Antes de mais nada, é bom ‘entender’ um pouco sobre a fábula, que acaba se tornando uma parábola’ para os dias atuais.
Certo dia, o burrinho de um camponês, de repente, caiu num poço. Não se feriu, mas não podia sair dali por conta própria. O animal chorava durante horas, enquanto o camponês pensava que caminho deveria seguir. Foi aí que o camponês tomou uma decisão, de certo modo indesejada.
Devido à idade avançada do burro, e o poço estando mesmo seco, era importante ‘tapar’, e assim, de algum modo, ficaria livre do poço e do burrinho. Concluiu que não valeria a pena se esforçar para tirar o burro de dentro daquele poço. Chamou os vizinhos para ajudá-lo na ‘tarefa’, enterrando vivo o pobre e indefeso burro. Cada um deles pegou uma pá, e começou a jogar terra dentro do poço, uma tentativa de resolver o problema.

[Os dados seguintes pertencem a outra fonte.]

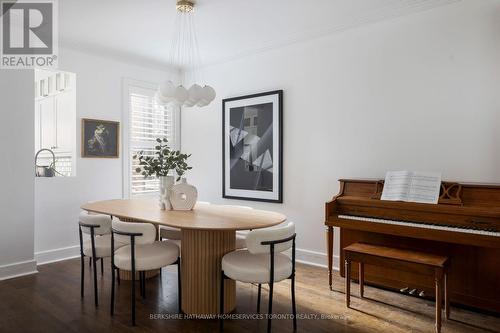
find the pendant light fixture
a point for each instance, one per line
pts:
(185, 53)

O burro percebeu logo que estavam aprontando com ele, e começou a chorar, fazendo seus planos. Porém, para surpresa de seus ‘malfeitores’, ele aquietou-se, após algumas ‘pás’ de terra que levou nas costas. Olhando para o fundo do poço, surpreendeu-se o camponês com o que viu: a cada pá de terra que caía sobre as costas do animal, ele a sacudia, dando um passo sobre a mesma terra que caía ao chão. Foi assim que, em pouco tempo, todos viram como o burro conseguiu chegar até à ‘boca’ do poço, passar por cima da borda, e sair dali ‘troteando’, todo garboso.

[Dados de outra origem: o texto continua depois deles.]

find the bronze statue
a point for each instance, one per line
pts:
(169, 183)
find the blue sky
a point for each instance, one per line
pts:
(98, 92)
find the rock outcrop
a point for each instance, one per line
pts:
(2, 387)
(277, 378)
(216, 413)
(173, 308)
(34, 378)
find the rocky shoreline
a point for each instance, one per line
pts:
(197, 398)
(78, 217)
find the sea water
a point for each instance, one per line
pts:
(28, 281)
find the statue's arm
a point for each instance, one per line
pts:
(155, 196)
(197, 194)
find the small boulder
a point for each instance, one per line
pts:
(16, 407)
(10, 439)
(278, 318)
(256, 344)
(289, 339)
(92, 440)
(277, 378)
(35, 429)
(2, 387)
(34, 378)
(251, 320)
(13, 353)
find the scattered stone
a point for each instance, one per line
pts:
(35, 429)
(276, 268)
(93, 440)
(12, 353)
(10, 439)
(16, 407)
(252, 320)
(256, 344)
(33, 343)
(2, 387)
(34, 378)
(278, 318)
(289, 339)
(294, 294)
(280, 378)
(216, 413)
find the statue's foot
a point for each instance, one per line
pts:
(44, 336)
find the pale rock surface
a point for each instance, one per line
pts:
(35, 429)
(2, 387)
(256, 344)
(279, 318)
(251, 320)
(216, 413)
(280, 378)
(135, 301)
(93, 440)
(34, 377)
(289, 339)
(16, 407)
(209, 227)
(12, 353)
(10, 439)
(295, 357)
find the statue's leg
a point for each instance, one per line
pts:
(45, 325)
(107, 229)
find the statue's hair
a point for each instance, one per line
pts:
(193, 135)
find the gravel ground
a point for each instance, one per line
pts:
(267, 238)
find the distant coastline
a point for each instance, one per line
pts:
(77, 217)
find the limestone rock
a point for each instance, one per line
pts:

Do mesmo jeito, seguindo a ‘estória’ do burrinho, a vida joga muita terra nas costas das pessoas, querendo sufocá-las, principalmente, se já estiverem dentro de um poço. O ‘segredo’ para sair do poço, é sacudir a terra que se leva nas costas, e dar um passo sobre ela. Todas as ‘armadilhas’ podem ser desfeitas, com determinação e ‘fé para vencer’. Cada um de nossos problemas é um degrau que nos conduz para cima, sem nunca recuar.
Diante da realidade prática da crônica, é preciso seguir algumas regras para a superação de cada obstáculo: libertar o coração de qualquer ódio, libertar a mente de toda preocupação, simplificar a vida, dar sempre mais, esperando menos e, sobretudo, amar-se, aceitando a terra que alguém joga todos os dias sobre suas costas, para lhe ofuscar o brilho. (Texto publicado pelo jornalista Roney Minela, com adaptação para este espaço)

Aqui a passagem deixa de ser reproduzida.